Tous les observateurs attentifs de la société russe ont été frappés par une sorte de paradoxe : sous une apparence formellement féminine, les femmes russes montrent ouvertement de fortes tendances directives, voire dominatrices à l’égard des hommes, lesquels se retrouvent souvent de ce fait infantilisés au niveau familial alors qu’ils dominent officiellement la vie politique et la direction des entreprises, domaines où toute idée de parité est exclue. Déjà au XIXe siècle, Anatole Leroy-Beaulieu, remarquait entre les deux sexes « une sorte d’inversion de qualités ou de facultés… Si l’on pouvait reprocher parfois aux hommes quelque chose de féminin, les femmes, en compensation, avaient dans le caractère et dans l’esprit quelque chose d’énergique et de viril. »
Cette domination féminine incontestée au niveau micro-sociologique expliquerait paradoxalement pourquoi le féminisme revendicatif occidental, fondé sur des droits abstraits, est quasiment absent en Russie, car inutile et même contre-productif, du point de vue d’une stratégie collective féminine implicite.
Elle explique aussi le caractère apparemment conservateur de la société russe, même s’il convient ici de nuancer. Second paradoxe en effet : sont promues par le pouvoir russe actuel certaines valeurs que l’on qualifierait en Occident de « conservatrices » (la défense de la famille, le patriotisme, l’interdiction de la propagande en faveur de l’homosexualité, etc.), tout autant que sont admises par lui des tendances considérées en Occident comme « progressistes » (facilité du divorce, dont les femmes russes ont le plus souvent l’initiative ; recours important à l’avortement et à la gestation pour autrui rémunérée). Ces deux catégories antinomiques de valeurs se trouvent incidemment être conformes aux intérêts féminins, ce qui pourrait constituer une éventuelle clé de lecture de nature à résoudre les paradoxes que nous avons évoqués plus haut.

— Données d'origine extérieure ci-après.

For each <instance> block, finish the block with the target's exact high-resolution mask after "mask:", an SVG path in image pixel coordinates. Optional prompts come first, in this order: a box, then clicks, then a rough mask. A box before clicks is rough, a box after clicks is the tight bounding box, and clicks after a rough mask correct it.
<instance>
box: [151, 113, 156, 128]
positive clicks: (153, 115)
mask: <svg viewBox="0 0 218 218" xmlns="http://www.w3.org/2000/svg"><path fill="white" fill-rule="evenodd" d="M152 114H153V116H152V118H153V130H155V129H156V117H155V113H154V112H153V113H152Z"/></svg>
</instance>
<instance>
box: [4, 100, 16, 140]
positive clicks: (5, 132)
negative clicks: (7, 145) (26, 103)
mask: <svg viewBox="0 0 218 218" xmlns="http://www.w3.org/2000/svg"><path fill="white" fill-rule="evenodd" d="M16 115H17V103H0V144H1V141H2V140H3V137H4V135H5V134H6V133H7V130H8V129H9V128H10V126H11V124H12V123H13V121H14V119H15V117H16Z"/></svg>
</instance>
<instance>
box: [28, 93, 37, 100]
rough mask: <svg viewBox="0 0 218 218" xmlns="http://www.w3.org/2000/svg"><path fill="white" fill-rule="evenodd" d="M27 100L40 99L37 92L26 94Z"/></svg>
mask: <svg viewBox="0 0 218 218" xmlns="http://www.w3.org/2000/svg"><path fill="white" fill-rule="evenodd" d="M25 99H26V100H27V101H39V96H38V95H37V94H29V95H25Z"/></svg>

L’enquête sociologique approfondie réalisée par Maureen Demidoff apporte, sans toutefois la formuler expressément, des éléments de nature à étayer cette hypothèse du caractère fortement matriarcal de la société russe. Elle s’appuie sur des entretiens avec quatorze femmes, appartenant à trois générations différentes. Ils décrivent souvent, dans les mots de l’une d’elle, une femme russe « courageuse, forte de caractère et autoritaire, souvent divorcée », qui « porte depuis trop longtemps toute seule le pays sur ses épaules. » L’analyse de ces entretiens par le seul homme du livre, un psychanalyste, clôt l’ouvrage et nous donne quelques clés d’explications tout à fait éclairantes.
À travers ces témoignages relevant de milieux sociaux différents, nous découvrons un panorama remarquablement homogène de la société russe. Au-delà d’un dénigrement systématique de la gent masculine (à l’exception de la figure inaccessible de Vladimir Poutine !), ils laissent apparaître un profond malaise existentiel, une forte tendance à la complainte caractéristique des cultures slaves, de même qu’une vision naïve de l’Occident où la vie y serait « plus normale qu’en Russie ».
Une enquête précieuse pour comprendre la Russie d’aujourd’hui et ses problèmes existentiels, au-delà des clichés et des fantasmes occidentaux.